The effective management of DMSs requires an interprofessional approach to ensure patient-centered care, safety, and improved outcomes. Physicians and advanced practitioners are pivotal in diagnosing DMSs and tailoring treatment plans to address the interplay between neurocognitive disorders and psychiatric conditions like schizophrenia. They guide the appropriate use of antipsychotic medications while monitoring for efficacy and complications. Pharmacists play a crucial role in ensuring medication adherence, minimizing adverse effects, and preventing drug-drug interactions that could worsen patient outcomes. Their expertise is essential in optimizing pharmacologic regimens and supporting the overall care strategy.

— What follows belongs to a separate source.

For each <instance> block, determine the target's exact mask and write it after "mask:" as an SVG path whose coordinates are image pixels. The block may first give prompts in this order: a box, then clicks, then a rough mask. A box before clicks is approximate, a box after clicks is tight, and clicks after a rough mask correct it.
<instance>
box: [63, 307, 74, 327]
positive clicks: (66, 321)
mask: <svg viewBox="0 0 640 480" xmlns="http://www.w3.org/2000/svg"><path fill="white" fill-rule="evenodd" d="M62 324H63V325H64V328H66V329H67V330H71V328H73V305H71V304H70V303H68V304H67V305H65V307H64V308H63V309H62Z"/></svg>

Nurses are integral in creating structured and supportive care environments, especially in nursing homes or day-treatment programs. They help maintain daily routines, ensure safety, and monitor changes in the patient’s condition. Interprofessional communication among healthcare practitioners enhances coordination of care, integrating medical, psychiatric, and community resources to address the patient’s and caregivers’ needs. By fostering an effective doctor-patient relationship and leveraging community support, healthcare teams can improve insight, judgment, and quality of life for patients while mitigating risks associated with these complex disorders.